We also have a multilingual wiki that can be used to start initial translation of mandatory articles in order to create translated wikis, or to translate only few articles.
Before everything else, please make sure you understand this strategy and the differences to the old wiki. It makes no sense working in this wiki with the thinking of the old instance. You will just get confused and confuse others.
How to decide which articles to transfer
Scratch your itch
The open source incentive "Scratch Your Itch" is a nice way to decide which article to migrate. Are you missing the description of a distribution feature? The solution to a problem? The page of your team?
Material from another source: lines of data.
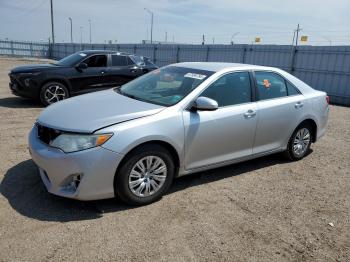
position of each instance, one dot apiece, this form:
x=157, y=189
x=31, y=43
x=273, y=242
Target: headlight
x=72, y=142
x=29, y=74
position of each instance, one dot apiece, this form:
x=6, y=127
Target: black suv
x=81, y=72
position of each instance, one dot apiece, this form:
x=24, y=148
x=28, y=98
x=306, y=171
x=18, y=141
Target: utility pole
x=293, y=51
x=329, y=40
x=71, y=29
x=297, y=34
x=52, y=27
x=233, y=37
x=90, y=29
x=151, y=13
x=81, y=35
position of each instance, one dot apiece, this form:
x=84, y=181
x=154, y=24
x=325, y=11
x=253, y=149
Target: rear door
x=122, y=70
x=280, y=108
x=212, y=137
x=92, y=78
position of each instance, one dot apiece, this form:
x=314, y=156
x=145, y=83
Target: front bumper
x=96, y=167
x=17, y=88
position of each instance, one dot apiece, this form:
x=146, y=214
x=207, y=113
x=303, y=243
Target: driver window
x=230, y=89
x=96, y=61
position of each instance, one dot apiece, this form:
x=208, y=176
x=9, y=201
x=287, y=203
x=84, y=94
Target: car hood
x=87, y=113
x=32, y=68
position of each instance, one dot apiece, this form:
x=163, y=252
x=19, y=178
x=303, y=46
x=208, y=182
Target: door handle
x=250, y=113
x=299, y=105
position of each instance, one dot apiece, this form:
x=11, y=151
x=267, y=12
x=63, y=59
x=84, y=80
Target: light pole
x=52, y=27
x=233, y=37
x=151, y=13
x=71, y=29
x=90, y=29
x=328, y=39
x=81, y=35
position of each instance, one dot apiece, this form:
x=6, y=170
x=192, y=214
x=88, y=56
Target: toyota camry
x=133, y=140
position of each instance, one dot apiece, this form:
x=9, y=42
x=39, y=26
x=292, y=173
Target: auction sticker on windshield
x=195, y=76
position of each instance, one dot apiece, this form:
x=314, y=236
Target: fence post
x=154, y=53
x=177, y=54
x=31, y=48
x=207, y=54
x=292, y=58
x=12, y=50
x=244, y=54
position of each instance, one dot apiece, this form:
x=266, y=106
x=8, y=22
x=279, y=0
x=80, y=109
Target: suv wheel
x=53, y=92
x=299, y=143
x=145, y=176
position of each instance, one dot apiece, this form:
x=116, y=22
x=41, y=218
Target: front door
x=280, y=109
x=123, y=70
x=92, y=78
x=213, y=137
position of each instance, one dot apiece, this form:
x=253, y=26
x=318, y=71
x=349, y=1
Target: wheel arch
x=174, y=154
x=59, y=80
x=313, y=125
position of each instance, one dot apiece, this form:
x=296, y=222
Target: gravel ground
x=261, y=210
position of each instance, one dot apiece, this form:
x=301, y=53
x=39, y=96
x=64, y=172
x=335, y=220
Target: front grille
x=47, y=134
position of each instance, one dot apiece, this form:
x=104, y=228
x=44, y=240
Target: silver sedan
x=133, y=140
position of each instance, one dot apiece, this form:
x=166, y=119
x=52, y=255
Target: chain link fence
x=325, y=68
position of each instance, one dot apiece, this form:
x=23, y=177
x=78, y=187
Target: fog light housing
x=72, y=183
x=27, y=82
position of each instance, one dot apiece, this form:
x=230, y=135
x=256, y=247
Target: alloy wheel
x=147, y=176
x=54, y=93
x=301, y=141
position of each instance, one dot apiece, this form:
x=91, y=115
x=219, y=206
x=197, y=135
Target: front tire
x=145, y=175
x=299, y=143
x=53, y=92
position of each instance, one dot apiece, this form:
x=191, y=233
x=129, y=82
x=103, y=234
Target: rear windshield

Then transfer it!
Popular pages
If you are not missing anything but still want to help there is an automatically generated list of popular pages in the old instance to give you an idea what readers are looking for, have a look if something that is on this list is not transferred yet.
How to transfer articles
First you should check the content of the articles you want to transfer. Please do not transfer articles related to obsolete technology (e.g. ZMD), support database articles exclusively about "out of maintenance" versions (older than 11.0), pages of teams/projects that are no active any more (e.g. JackLab) or similar things. We only want to transfer content that matters from now on going forward and we do not want to be backward compatible to the old wiki. In doubt, ask a wiki team members on #opensuse-wiki IRC channel or on the openSUSE-wiki mailing list.
Whole topics
Best practice is to choose a topic and transfer every article that belongs to this topic. This way you can ensure that all required articles are transferred in a consistent way. You should start with the Portal. Often a topic has an introduction page already, just not in the Portal format. See for instance
- http://old-en.opensuse.org/Apache
- http://old-en.opensuse.org/Artwork (now: Portal:Artwork)
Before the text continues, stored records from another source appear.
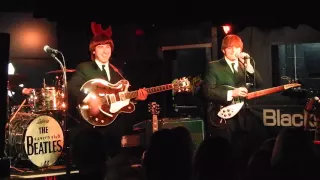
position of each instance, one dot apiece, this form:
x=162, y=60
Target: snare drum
x=24, y=108
x=35, y=100
x=33, y=137
x=47, y=99
x=53, y=99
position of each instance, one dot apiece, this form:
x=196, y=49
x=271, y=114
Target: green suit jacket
x=219, y=75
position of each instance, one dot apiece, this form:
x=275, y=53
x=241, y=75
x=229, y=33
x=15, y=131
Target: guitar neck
x=154, y=123
x=151, y=90
x=265, y=92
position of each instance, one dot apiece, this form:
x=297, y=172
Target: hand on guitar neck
x=142, y=94
x=240, y=92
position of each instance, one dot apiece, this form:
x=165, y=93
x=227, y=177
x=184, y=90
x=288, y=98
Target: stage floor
x=52, y=172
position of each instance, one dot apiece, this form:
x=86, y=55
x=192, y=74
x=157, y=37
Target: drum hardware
x=61, y=71
x=64, y=90
x=15, y=113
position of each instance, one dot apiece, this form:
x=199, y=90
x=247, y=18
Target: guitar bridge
x=223, y=121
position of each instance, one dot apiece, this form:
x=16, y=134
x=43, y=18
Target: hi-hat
x=60, y=71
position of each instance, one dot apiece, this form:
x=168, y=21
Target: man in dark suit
x=89, y=143
x=224, y=82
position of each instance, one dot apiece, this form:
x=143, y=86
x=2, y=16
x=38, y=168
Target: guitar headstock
x=181, y=85
x=292, y=85
x=154, y=108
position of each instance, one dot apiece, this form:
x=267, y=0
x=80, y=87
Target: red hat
x=100, y=36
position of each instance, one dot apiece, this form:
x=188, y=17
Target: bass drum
x=34, y=137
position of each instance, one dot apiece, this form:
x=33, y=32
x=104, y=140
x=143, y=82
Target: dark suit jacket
x=85, y=72
x=218, y=74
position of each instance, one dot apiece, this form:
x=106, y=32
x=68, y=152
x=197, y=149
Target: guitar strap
x=116, y=70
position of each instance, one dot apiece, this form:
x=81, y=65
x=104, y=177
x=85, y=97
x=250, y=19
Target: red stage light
x=226, y=28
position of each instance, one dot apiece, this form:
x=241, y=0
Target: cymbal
x=60, y=71
x=15, y=78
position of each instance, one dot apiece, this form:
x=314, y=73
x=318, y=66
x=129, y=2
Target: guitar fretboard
x=152, y=90
x=264, y=92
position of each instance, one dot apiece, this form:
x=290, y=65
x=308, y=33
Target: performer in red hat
x=91, y=144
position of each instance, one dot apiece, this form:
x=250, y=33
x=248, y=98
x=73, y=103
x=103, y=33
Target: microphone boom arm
x=65, y=112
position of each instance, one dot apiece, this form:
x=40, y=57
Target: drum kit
x=34, y=131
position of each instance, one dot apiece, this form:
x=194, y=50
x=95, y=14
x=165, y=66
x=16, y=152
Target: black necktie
x=105, y=72
x=234, y=70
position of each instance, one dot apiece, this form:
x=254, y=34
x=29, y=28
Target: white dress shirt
x=106, y=68
x=249, y=69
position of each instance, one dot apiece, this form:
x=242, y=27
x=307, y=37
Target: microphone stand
x=247, y=85
x=244, y=99
x=65, y=112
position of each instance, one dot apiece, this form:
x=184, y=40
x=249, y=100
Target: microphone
x=243, y=55
x=309, y=105
x=48, y=49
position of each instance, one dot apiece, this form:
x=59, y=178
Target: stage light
x=226, y=28
x=11, y=69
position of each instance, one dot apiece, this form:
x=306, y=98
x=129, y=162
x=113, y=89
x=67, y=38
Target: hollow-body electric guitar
x=231, y=110
x=115, y=98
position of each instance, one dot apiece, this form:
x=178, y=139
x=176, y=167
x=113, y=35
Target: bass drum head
x=43, y=141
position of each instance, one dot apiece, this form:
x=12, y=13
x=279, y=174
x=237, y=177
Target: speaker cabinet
x=195, y=127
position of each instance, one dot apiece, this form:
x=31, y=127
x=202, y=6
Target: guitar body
x=230, y=111
x=113, y=101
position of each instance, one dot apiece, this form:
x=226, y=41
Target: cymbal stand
x=65, y=112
- http://old-en.opensuse.org/OpenSUSE_Weekly_News (now: Weekly news)
Adapting these pages to the Portal format will not only make the Portal ready but will also give you an overlook over the articles important for this topic. After you have adapted the styling you will have a lot of red links on the Portal, follow them and transfer the individual articles. If the individual article uses a Template that is not there yet try to find an equivalent on Help:Standard_templates. General styling help for content you find on Help:Style. In the end make sure that your Portal is reachable from the Main Page, either directly or through another Portal. Also make sure that all individual articles you have transferred are reachable from your portal. And that all pages you have created are at least in one Category.
Individual articles
If you are transferring an individual article because the Portal or individual article you can link it from already exists just skip all the Portal steps from the description above.